It was nearly impossible to avoid seeing posters all over campus for this year's winner of the New Jersey Playwrights Contest, "Margot Frank: The Diary of the Other Young Girl." When I first noticed the posters, and the prominent words, "a new musical comedy," I thought this couldn't possibly be a parody of Anne Frank. I was wrong.
It was actually a fairly brilliant and completely original take on the famous story of the Frank sisters hiding out from the Nazis in an apartment in Amsterdam with the Van Pels family. The show began with a high school drama class bickering over the casting for the play within the play, which was to be the traditional theatrical version of The Diary of Anne Frank. High school student Min-go, the cast's lone Asian performer questioned the logic of allowing Jewish students to portray Nazis, and in her words, a flaming homosexual to play the lead romantic interest, but not allowing her, a Chinese-American to play the title role. The students and teacher hilariously thwart her efforts, and soon grow tired of her grandstanding. This is where the play took a turn for the seriously odd: A sandbag falls on Min-go from above, and she falls unconscious to the floor, setting the stage for a totally bizarre play to take place in Min-go's unconscious state.
This was a true group cast effort. Each performer dutifully rearranged the set before, after, and even during action on stage, moving around furniture and placing props where they belong without drawing excessive focus from the characters speaking. There was a lot of physical comedy in the performance, people were falling out of chairs, and Peter Van Pels was repeatedly beaten with a fish. This unique performance was laugh out loud funny at times. The usually contemplative, sensitive Anne Frank that we know from her diary has been replaced by a snotty, petulant brat, portrayed frighteningly realistically by Hilary Goldman.
When I said the play was weird, I meant just that. At one point, the Marx Brothers, Barbara Streisand, Sammy Davis Jr., Moses, and Jesus Christ himself were all literally on the stage dancing and singing about their respective rank among the most famous Jews of all time. According to the play, Jesus was number one, Anne Frank was number two.
All weirdness and borderline psychedelic imagery aside, the play's central theme was shining the spotlight on the lesser noticed people among us.

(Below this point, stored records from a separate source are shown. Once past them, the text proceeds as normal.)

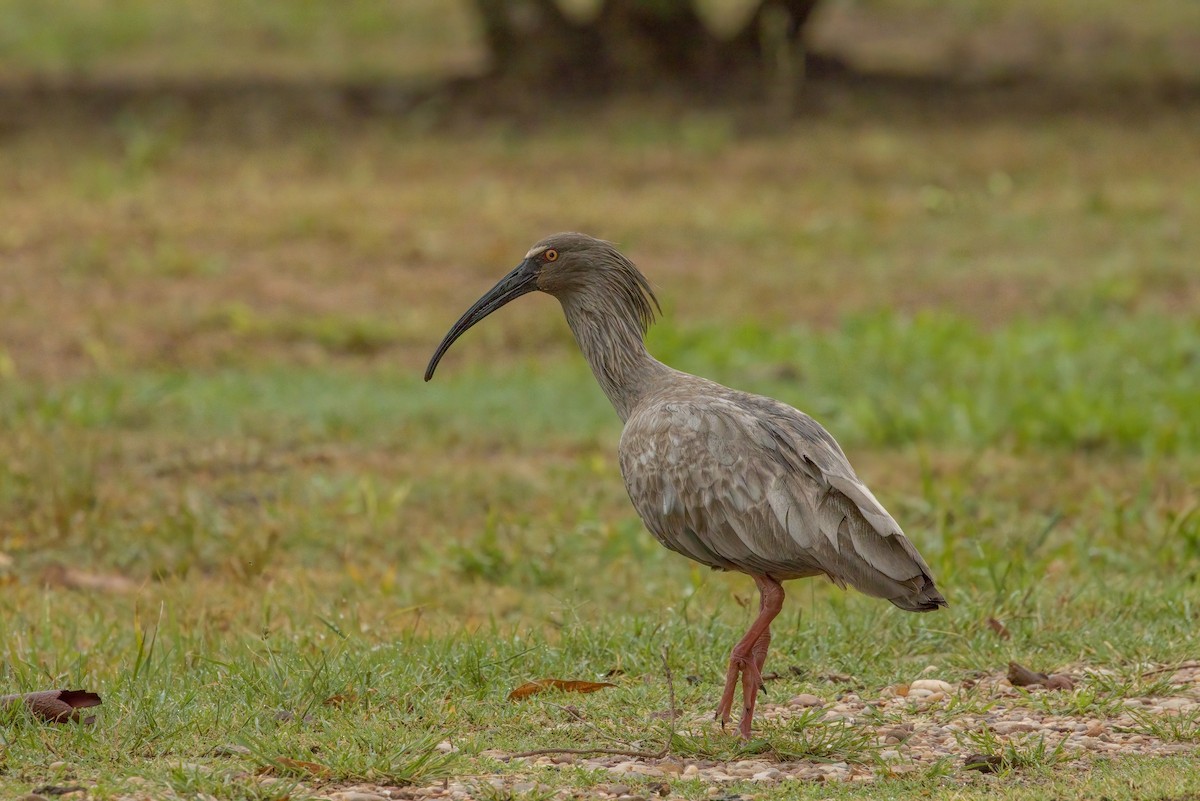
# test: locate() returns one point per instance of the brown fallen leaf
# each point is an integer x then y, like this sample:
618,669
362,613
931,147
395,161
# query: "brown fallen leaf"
543,685
1021,676
295,766
984,763
77,579
57,705
1060,681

Margot Frank represented the girl living in the shadow of her one day legendary sister Anne. According to the play, Margot was actually the one who kept that brilliant diary during the war. Anne plagiarized Margot's diary word for word, and claimed it as her own, thereby relegating Margot to her mostly forgotten place in history.
I had a wonderful time at Margot Frank. The writers of the play and the music, Lori Mooney and Diana Rissetto should be praised for their daring, and irreverent take on a very somber subject. It is not easy to walk that thin line between shocking humor and offensiveness, but both Mooney and Rissetto did so deftly, and with unflinching courage.